Perguntas frequentes

Qual a diferença entre GitOps e CI/CD tradicional?

CI/CD tradicional usa push: o pipeline empurra artefatos para o ambiente. GitOps usa pull: um agente no cluster observa o repositório e reconcilia o ambiente ao estado declarado. A diferença operacional é que qualquer mudança não declarada no repositório é automaticamente revertida, eliminando drift de configuração que em CI/CD tradicional acumula silenciosamente.

Progressive delivery substitui testes ou é um complemento?

Complemento. Testes automatizados no pipeline detectam problemas antes do deploy. Progressive delivery detecta problemas que só aparecem com tráfego real de produção. Canary release, por exemplo, expõe a mudança para 1% a 5% dos usuários antes de ampliar. O que a suite de testes não capturou, o comportamento real do usuário pode revelar antes do impacto ser total.

Como convencer o time de que deploy frequente é mais seguro do que release mensal?

Com os dados de cada deploy. Release mensal acumula semanas de mudanças em um único evento. Quando algo dá errado, a investigação começa com dezenas de commits. Deploy diário ou semanal isola cada mudança, tornando qualquer problema fácil de identificar e reverter. O risco por deploy cai. O risco acumulado em batch sobe.

O que fazer quando parte do time não confia no pipeline e prefere fazer deploy manual?

A desconfiança no pipeline raramente vem de resistência cultural. Ela vem da falta de evidência de que o pipeline supera o processo manual em confiabilidade. Começar com quality gates que detectam problemas reais, mostrar os resultados e construir histórico de deploys sem incidente é o que muda a percepção. Não é conversa. É dado.

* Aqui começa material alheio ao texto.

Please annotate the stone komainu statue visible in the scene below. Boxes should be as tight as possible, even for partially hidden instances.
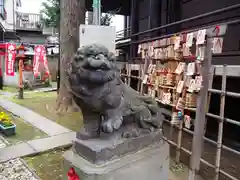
[69,44,162,139]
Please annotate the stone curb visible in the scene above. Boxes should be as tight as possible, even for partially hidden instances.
[0,132,76,163]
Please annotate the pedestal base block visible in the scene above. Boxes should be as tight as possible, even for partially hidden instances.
[64,140,169,180]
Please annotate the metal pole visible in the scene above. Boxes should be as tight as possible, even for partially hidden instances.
[189,38,213,180]
[93,0,101,25]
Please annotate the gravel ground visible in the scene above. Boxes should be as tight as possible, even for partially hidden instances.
[0,159,38,180]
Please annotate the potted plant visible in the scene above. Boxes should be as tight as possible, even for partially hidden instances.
[0,112,16,136]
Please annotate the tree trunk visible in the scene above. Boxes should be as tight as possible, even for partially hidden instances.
[57,0,85,112]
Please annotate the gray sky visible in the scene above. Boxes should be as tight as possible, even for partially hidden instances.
[19,0,123,31]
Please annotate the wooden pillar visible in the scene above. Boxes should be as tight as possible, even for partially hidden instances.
[130,0,139,62]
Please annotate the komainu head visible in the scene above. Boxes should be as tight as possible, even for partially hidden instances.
[72,44,116,71]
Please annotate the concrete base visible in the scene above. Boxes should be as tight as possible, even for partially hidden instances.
[64,141,169,180]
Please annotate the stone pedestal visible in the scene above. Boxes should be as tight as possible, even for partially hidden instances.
[64,131,169,180]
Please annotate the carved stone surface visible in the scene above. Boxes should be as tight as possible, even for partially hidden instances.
[64,44,169,180]
[69,44,162,140]
[73,128,164,165]
[63,141,169,180]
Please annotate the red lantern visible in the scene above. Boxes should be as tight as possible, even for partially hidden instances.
[67,168,80,180]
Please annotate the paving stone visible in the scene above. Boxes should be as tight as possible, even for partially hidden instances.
[0,143,36,162]
[27,132,76,152]
[0,99,71,136]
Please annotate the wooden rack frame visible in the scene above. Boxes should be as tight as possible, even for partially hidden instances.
[121,21,240,180]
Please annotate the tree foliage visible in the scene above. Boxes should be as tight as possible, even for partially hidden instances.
[41,0,115,28]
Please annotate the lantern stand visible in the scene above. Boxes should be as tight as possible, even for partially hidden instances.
[16,45,26,99]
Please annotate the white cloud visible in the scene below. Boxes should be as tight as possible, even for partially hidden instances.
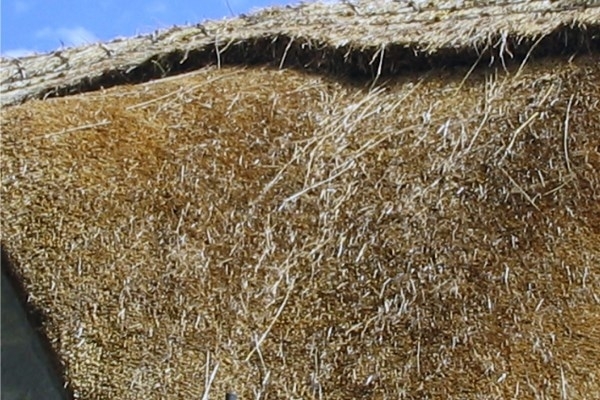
[35,26,99,46]
[2,49,35,58]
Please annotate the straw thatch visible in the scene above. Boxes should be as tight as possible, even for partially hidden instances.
[1,1,600,399]
[0,0,600,105]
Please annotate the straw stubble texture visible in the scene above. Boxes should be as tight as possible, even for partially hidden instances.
[1,50,600,399]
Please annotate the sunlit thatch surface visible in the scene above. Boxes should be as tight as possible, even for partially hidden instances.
[0,0,600,105]
[1,55,600,399]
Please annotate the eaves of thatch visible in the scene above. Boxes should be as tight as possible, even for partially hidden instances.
[0,1,600,399]
[0,0,600,104]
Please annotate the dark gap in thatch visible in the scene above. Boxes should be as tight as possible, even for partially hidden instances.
[0,244,74,400]
[39,25,600,98]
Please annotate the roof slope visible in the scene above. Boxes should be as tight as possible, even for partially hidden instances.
[0,2,600,399]
[0,0,600,105]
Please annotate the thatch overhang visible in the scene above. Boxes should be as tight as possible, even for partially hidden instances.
[0,1,600,399]
[0,0,600,104]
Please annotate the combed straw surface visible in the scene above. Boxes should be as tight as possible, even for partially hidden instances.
[1,0,600,399]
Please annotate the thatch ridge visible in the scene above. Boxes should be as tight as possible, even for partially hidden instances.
[0,0,600,105]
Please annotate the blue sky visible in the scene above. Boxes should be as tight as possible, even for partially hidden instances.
[0,0,299,57]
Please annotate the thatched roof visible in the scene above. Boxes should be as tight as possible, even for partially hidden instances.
[0,1,600,399]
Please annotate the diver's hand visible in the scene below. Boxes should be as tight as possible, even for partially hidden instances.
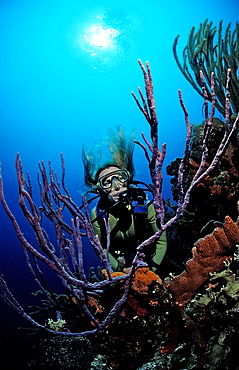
[123,267,131,274]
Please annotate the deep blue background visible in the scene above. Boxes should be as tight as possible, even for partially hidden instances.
[0,0,238,369]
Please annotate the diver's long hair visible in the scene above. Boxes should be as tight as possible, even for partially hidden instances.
[82,126,136,190]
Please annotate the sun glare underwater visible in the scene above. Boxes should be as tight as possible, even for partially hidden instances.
[0,0,238,369]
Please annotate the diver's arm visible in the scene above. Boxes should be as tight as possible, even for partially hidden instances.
[147,204,167,265]
[90,208,118,271]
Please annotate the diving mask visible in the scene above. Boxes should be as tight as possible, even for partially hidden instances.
[98,169,129,190]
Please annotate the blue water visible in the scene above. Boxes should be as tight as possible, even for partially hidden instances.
[0,0,238,368]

Quanto tempo leva para implementar GitOps em uma organização que usa CI/CD tradicional?

Migração de um pipeline existente para GitOps com Argo CD ou Flux, para um serviço piloto de baixo risco, pode ser feita em um ou dois sprints. O que define o prazo são as dependências de aprovação manual que precisam ser substituídas por quality gates automatizados, não a complexidade da tecnologia de GitOps em si.